The best evidence comes by way of international example. Amsterdam made prostitution fully legal in 2000, prompting then mayor Job Cohen to say this: “We’ve realized that this is no longer about small-scale entrepreneurs, but that big crime organizations are involved here in trafficking women, drugs, killings and other criminal activities.”

In New Zealand, where prostitution became legal in 2003, a subsequent review published in 2008 reported that few prostitutes interviewed felt legalization did anything about violence on the job. And although prostitution under age 18 remains illegal, no one, says Summer Gill, a policy analyst at the New Zealand-based research group The Maxim Institute, can enforce restrictions on age, as kids don’t carry ID. “The law makes it extremely difficult for these purchasers [of under age sex] to be prosecuted,” says Gill.

Former prostitutes are also available to speak out on the “safety” factor, too. Tania Fiolleau is a former madam who left prostitution and now speaks out against legalization through her web site www.savethewomen.ca. “Prostitution is multi-traumatic whether its physical location is in clubs, brothels, hotels/motels/john’s homes, motor vehicles or on the streets,” writes Fiolleau. “There are women who have said that they felt safer in street prostitution compared to legal Nevada brothels, where they were not permitted to reject any customer. Others commented that on the street they could at least refuse dangerous-appearing or intoxicated customers.”

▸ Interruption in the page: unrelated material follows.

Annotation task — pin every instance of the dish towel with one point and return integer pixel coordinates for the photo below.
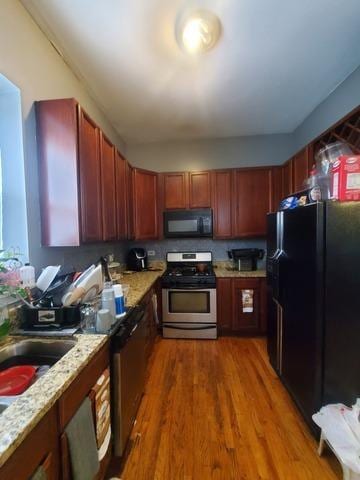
(39, 474)
(82, 443)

Then there’s the idea that we should legalize prostitution because people should be free to make their own choices. Yet most prostitutes begin as minors, ages 14 to 16. Furthermore, experts indicate an indelible link between human trafficking, AKA, the modern slave trade, and prostitution.

It’s all well and good to stand on libertarian principle. But chances are parents like Ed and Linda Smith of Regina are not quite so sanguine. Their daughter, Sherry, with whom they had a loving relationship, began acting out, eventually leaving home with a pimp in 1989 at age 17. “He was a young man she thought she loved,” explained her dad in a media interview. After working as a prostitute across Western Canada, her parents received the news one year later that her body had been found outside Victoria. Sherry’s diaries would later reveal she had been raped in grade nine. “Sherry wrote in her diary she felt demolished, that she wasn’t worthwhile, that her whole life had been changed,” recounts her mother. The trauma of rape, a secret she silently held, brought this teenager into a world that would eventually kill her.

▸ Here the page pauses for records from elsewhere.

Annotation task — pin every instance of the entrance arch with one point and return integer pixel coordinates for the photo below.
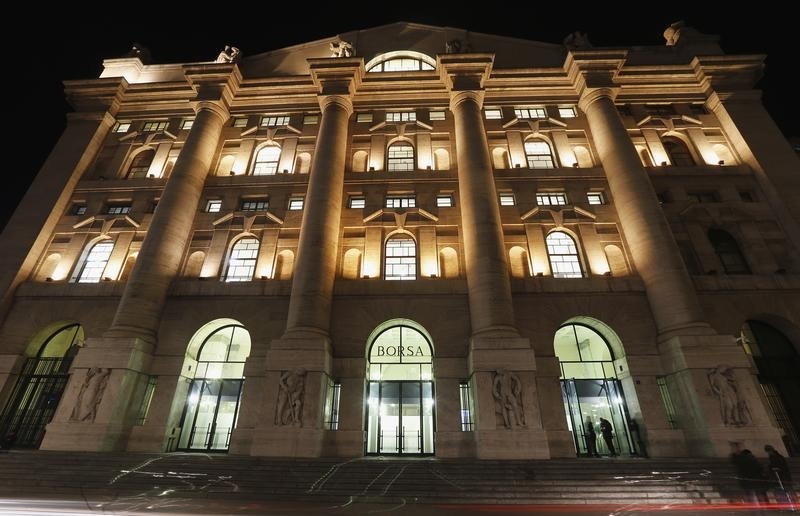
(591, 390)
(400, 397)
(41, 383)
(217, 353)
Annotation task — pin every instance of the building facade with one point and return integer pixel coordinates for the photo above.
(410, 240)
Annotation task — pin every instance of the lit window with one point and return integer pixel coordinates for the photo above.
(567, 112)
(296, 203)
(242, 262)
(493, 113)
(444, 201)
(530, 113)
(401, 116)
(401, 259)
(538, 154)
(401, 201)
(154, 126)
(595, 198)
(401, 157)
(551, 199)
(507, 200)
(357, 202)
(274, 121)
(267, 161)
(563, 254)
(95, 262)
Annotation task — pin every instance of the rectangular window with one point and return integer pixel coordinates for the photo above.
(567, 112)
(551, 199)
(332, 397)
(444, 201)
(158, 125)
(255, 205)
(507, 200)
(493, 113)
(401, 116)
(356, 202)
(666, 399)
(118, 209)
(467, 406)
(530, 113)
(296, 203)
(144, 408)
(401, 201)
(595, 198)
(274, 121)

Bad social policy, no matter how freedom-loving on paper, actually increases state coercion. Take the United Kingdom. There, street violence and drunkenness has increased so much that video surveillance is now commonplace. “The degeneration of British virtue into rampant public disorder,” writes Father Raymond de Souza in a recent column, “has driven frustration to such levels that almost any measures are now acceptable to the British public…the population is constantly being filmed on the street, on public transport, in taxis, in shops, in apartment buildings—everywhere it seems, save for the lavatories.”

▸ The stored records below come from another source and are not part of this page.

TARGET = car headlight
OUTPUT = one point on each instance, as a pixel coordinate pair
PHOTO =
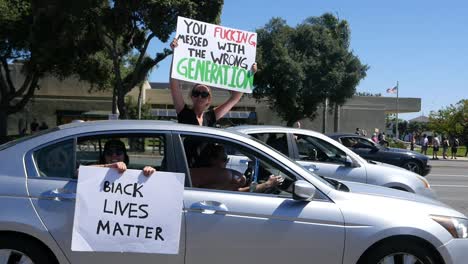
(457, 227)
(425, 182)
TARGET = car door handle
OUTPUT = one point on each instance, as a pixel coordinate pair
(313, 168)
(209, 207)
(59, 194)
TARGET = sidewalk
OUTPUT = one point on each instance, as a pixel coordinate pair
(448, 159)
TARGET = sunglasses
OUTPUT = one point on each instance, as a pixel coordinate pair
(110, 152)
(203, 94)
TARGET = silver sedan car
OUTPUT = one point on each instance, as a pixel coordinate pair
(303, 218)
(327, 157)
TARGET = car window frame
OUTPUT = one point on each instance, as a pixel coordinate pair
(248, 147)
(297, 156)
(32, 171)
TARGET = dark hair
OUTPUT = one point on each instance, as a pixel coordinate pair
(209, 153)
(117, 144)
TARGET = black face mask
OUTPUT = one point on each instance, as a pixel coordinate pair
(203, 94)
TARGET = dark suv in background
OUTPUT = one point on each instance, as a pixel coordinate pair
(369, 150)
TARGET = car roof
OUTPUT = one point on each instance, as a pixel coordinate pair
(336, 135)
(106, 125)
(270, 128)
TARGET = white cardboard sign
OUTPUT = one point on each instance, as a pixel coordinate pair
(214, 55)
(127, 212)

Is this the direction Canada will choose? Peter Stockland, Director of the Cardus Centre for Cultural Renewal, a think tank that focuses on culture and civil society, remembers what happened in the 1980s, when prostitution became more visible in face of unclear laws. “Major streets in the downtown cores of Canadian cities were chock-a-bloc with prostitutes and johns. I remember walking up Georgia Street in Vancouver and for two solid blocks there were prostitutes lined up side by side,” he writes. “In Edmonton, I had a number of friends who moved because they couldn’t bear the toxicity of johns circling the block in their cars looking for pickups.”

Butterfly Body Massage is located next to a ballet school. Girls age three to 18 go for their lessons. So it can’t be long before they find their next employee—just hope it isn’t your niece or your daughter. While honest citizens must protest the current situation—minors and trafficked women in “massage parlours”—it is just as important to protest the pending complete decriminalization. Greater freedom will not be the outcome. Rather, those fighting for good in our country will have fewer tools at their disposal, and possibly, the force of the law directed against them.